Une œuvre monumentale de Nicolas Mignard
Cette œuvre monumentale, mesurant près de 5,5 m de haut sur 3,75m de large sans son cadre, a été commandée en 1645 par les chanoines de Nîmes pour orner le maître-autel de la cathédrale. Achevée en 1647, elle est due aux pinceaux du peintre Nicolas Mignard (1606-1668), frère de Pierre, premier peintre du roi, et lui-même formé à Rome avant de revenir s’installer à Avignon : il s’est inspiré pour l’occasion d’une toile de Guido Reni, grand maître de la peinture italienne, exécutée en 1617 pour l’église Sant’ Ambroggio de Gênes.
Elle représente l’ascension de la Vierge Marie vers les cieux, dans son manteau bleu et portée par des anges, tandis qu’en partie basse les apôtres se pressent et se penchent au-dessus de son tombeau vide.
L’incroyable histoire du tableau
A la Révolution, le tableau a été descendu et roulé pour servir de tapis, avant d’être redécouvert et « restauré » au cours du 19e siècle par Numa Boucoiran, professeur de dessin à Nîmes. Il n’a toutefois pas été réinstallé dans la cathédrale, mais a rejoint le grand escalier de l’évêché, devenu musée des Beaux-Arts en 1919, où il est resté bien en vue pendant plusieurs décennies.
L'opération fait suite à la redécouverte en 1995 du tableau dans les réserves du musée de Nîmes où il avait été remisé suite à un dégât des eaux, puis à une étude préalable conduite en 2015-2016. Conduite sous la maîtrise d’ouvrage de la DRAC Occitanie, elle sera réalisée par un groupement de 7 conservateurs-restaurateurs spécialisés sous la direction d’un mandataire (Mme Marina Weissman, Avignon, associée à M. Hervé Giocanti, Mme Tiphaine Vialle, Mme Armelle Demongeot, Mme Marine Victorien, Mme Silvia Petrescu Ruffat et Mme Mylène Bonnardel).
Le coût et la durée du projet de restauration
Le projet représente un coût total de 233 036,44 € TTC, dont 39 998,40 € TTC en tranche ferme (complément d’étude, mise au point des protocoles et retrait des repeints), et 193 038 € TTC en tranche optionnelle (masticage et réintégration des lacunes) dont le montant sera éventuellement ajusté en fonction des choix.

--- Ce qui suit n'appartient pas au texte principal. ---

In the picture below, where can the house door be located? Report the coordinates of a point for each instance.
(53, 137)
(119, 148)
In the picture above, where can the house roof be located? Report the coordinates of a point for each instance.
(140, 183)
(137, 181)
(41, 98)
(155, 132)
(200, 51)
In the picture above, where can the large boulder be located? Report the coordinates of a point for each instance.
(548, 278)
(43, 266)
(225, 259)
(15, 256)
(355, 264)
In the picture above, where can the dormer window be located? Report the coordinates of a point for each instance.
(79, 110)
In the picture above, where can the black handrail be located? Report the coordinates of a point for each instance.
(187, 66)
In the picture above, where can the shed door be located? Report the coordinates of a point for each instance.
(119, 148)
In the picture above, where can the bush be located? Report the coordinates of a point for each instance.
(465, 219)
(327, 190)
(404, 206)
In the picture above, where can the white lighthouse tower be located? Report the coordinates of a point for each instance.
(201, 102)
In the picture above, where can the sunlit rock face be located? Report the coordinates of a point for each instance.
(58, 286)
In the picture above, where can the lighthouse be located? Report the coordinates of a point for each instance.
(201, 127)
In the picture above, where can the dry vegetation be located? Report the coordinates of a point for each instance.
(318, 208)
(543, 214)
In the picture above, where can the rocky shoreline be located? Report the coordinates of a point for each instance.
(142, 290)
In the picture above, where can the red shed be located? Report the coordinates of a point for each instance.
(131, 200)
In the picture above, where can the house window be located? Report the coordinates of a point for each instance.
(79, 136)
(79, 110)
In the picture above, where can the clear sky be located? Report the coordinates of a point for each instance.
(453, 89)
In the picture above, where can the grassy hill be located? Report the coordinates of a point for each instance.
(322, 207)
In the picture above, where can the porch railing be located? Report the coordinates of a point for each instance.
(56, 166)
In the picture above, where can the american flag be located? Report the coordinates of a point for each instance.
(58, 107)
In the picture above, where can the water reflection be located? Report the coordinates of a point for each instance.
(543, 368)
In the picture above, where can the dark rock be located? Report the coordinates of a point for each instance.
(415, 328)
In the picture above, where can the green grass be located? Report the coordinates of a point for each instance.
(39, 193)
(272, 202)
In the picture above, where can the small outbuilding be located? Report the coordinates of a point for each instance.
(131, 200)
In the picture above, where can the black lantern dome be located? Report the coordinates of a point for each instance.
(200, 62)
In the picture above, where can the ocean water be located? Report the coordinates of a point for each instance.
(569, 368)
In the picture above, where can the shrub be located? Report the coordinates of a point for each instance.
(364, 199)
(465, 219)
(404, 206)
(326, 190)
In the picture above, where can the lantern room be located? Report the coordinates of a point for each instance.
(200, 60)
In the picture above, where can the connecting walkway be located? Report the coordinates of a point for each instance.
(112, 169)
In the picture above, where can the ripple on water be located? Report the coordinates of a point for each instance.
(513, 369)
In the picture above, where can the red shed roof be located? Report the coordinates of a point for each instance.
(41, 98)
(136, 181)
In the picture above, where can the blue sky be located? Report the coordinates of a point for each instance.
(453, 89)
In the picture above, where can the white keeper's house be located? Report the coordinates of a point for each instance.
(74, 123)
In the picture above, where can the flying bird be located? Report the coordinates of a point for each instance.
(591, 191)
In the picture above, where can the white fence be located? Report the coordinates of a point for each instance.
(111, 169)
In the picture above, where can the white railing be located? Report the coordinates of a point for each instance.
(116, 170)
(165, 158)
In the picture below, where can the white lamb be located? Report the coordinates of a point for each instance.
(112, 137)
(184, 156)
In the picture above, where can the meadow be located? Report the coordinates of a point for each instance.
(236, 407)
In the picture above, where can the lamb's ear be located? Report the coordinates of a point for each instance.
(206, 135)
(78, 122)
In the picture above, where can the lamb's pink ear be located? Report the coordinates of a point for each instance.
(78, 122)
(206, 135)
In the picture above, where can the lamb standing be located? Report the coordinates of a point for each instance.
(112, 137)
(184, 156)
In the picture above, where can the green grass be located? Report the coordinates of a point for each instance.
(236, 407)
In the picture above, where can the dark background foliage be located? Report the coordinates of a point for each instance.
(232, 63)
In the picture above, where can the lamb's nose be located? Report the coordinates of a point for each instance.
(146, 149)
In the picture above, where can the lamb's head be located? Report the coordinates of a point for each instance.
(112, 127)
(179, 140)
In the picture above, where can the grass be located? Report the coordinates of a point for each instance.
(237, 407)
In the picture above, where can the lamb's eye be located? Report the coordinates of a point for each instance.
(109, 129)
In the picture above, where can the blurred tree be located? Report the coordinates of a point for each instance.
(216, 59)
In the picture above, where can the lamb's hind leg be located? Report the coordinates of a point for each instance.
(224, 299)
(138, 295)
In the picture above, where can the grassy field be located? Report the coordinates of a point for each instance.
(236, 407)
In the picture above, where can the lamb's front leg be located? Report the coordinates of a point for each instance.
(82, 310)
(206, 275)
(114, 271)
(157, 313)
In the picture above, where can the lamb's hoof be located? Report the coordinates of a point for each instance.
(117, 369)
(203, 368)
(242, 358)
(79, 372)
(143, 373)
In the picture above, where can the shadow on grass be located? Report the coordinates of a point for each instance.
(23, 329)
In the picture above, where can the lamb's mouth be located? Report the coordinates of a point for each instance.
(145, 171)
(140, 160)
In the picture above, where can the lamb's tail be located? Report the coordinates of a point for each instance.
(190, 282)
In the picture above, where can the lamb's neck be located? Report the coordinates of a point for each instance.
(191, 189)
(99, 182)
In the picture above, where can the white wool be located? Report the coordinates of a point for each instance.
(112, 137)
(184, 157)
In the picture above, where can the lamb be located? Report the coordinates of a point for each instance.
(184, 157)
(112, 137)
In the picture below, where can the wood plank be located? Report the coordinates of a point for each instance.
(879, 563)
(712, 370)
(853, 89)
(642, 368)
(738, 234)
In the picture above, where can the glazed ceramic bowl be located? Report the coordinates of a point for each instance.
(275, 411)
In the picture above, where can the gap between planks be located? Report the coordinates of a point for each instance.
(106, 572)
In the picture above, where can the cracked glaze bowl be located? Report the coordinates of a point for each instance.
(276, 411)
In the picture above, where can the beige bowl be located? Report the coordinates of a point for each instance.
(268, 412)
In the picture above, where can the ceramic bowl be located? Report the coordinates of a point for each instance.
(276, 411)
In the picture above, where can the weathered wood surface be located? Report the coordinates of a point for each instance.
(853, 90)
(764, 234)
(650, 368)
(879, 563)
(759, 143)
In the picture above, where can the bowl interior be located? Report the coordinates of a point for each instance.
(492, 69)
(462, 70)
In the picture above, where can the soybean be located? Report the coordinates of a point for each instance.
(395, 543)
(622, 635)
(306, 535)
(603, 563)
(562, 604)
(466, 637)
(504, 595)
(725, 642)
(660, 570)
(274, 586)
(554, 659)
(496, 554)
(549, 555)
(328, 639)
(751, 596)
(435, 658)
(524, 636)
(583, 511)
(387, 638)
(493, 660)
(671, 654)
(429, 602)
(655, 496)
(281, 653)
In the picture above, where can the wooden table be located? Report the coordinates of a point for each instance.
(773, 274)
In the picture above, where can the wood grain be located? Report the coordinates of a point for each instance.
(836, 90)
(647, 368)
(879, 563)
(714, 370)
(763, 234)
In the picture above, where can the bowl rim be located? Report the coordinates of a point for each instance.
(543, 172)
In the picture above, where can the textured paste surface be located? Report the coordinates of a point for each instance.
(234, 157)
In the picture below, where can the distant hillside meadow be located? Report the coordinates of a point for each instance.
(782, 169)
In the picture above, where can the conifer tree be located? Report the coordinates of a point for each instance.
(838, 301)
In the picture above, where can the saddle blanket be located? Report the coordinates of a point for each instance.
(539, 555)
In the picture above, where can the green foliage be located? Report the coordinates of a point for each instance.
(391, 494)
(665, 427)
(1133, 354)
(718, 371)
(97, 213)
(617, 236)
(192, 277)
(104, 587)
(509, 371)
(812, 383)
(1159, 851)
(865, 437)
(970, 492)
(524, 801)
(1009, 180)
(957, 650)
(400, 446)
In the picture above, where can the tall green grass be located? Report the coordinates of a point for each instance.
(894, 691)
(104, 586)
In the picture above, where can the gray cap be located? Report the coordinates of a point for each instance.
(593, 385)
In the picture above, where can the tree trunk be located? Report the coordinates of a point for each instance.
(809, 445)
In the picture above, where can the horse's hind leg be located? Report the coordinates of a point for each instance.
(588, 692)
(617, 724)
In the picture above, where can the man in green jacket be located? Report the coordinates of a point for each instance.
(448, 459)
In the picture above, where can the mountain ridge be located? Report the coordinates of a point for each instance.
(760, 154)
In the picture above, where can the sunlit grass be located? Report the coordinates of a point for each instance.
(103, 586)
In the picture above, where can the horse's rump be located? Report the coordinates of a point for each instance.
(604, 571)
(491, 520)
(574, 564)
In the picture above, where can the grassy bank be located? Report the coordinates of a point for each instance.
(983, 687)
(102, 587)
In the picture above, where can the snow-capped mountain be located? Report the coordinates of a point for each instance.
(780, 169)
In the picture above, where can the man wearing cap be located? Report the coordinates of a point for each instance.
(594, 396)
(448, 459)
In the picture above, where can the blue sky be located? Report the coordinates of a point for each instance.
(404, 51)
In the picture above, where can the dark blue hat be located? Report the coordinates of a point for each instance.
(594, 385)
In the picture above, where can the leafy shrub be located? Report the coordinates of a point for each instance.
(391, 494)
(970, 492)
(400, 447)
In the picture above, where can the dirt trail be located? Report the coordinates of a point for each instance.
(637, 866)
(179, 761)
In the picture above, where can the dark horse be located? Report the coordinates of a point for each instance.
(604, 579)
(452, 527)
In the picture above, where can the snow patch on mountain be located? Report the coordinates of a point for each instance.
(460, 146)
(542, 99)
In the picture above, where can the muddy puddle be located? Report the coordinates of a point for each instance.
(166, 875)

Les travaux ont débuté au printemps 2022 et devraient se dérouler sur près de 27 mois, avant d’envisager le retour de l’œuvre à Nîmes et son installation pressentie dans la cathédrale, qui nécessitera des études plus approfondies sur les conditions d’accrochage.
Une restauration délicate
La grande taille du tableau, même si elle nécessite un atelier spécifique avec échafaudage pour son traitement, n’est pas le principal problème que pose cette restauration. Une première « restauration » conduite au 19e siècle a en effet été réalisée avec des mastics à la céruse, substance blanche fabriquée à partir de carbonate de plomb, posant des problèmes de dureté, très difficile et longue à retirer, voire simplement à amincir lorsque le retrait n’est pas possible. Une deuxième « restauration », datant peut-être du 20e siècle, a quant à elle consisté en une reprise complète des vêtements des personnages en partie basse, avec une modification des postures et des motifs, n’épargnant que les visages, seuls éléments conservés du 17e siècle.
La couche picturale doit donc bénéficier d'une restauration fondamentale, conciliant la présentation mixte de l'œuvre, dans son état d'origine pour la moitié haute (état n°2, correspondant à la peinture originale réalisée en 1647, globalement bien conservée avec des repeints disgracieux mais localisés et pouvant être retirés), dans son état historique postérieur pour la partie basse (état n°3, correspondant à la dernière restauration avec retrait des mastics indurés, tout en conservant les modifications apportées dans le dessin, mais sans dégagement de l’état d’origine beaucoup trop lacunaire et fragile).
Comme dans beaucoup d’interventions patrimoniales, la restauration du tableau de Nîmes est donc un compromis entre la mise en valeur esthétique de la peinture initiale et la conservation de son histoire mouvementée.
Le comité scientifique
Le rôle du comité scientifique, réuni tous les 6 mois et composé de personnalités et universitaires spécialistes dans l’histoire de la peinture du 17e siècle, conservateurs responsables de l’œuvre, ingénieurs du CICRP de Marseille, et de l’ensemble des conservateurs-restaurateurs en charge des travaux, consiste à valider les différentes étapes cruciales du chantier et garantir que les choix initiaux seront poursuivis ou adaptés tout au long de cette opération longue et complexe.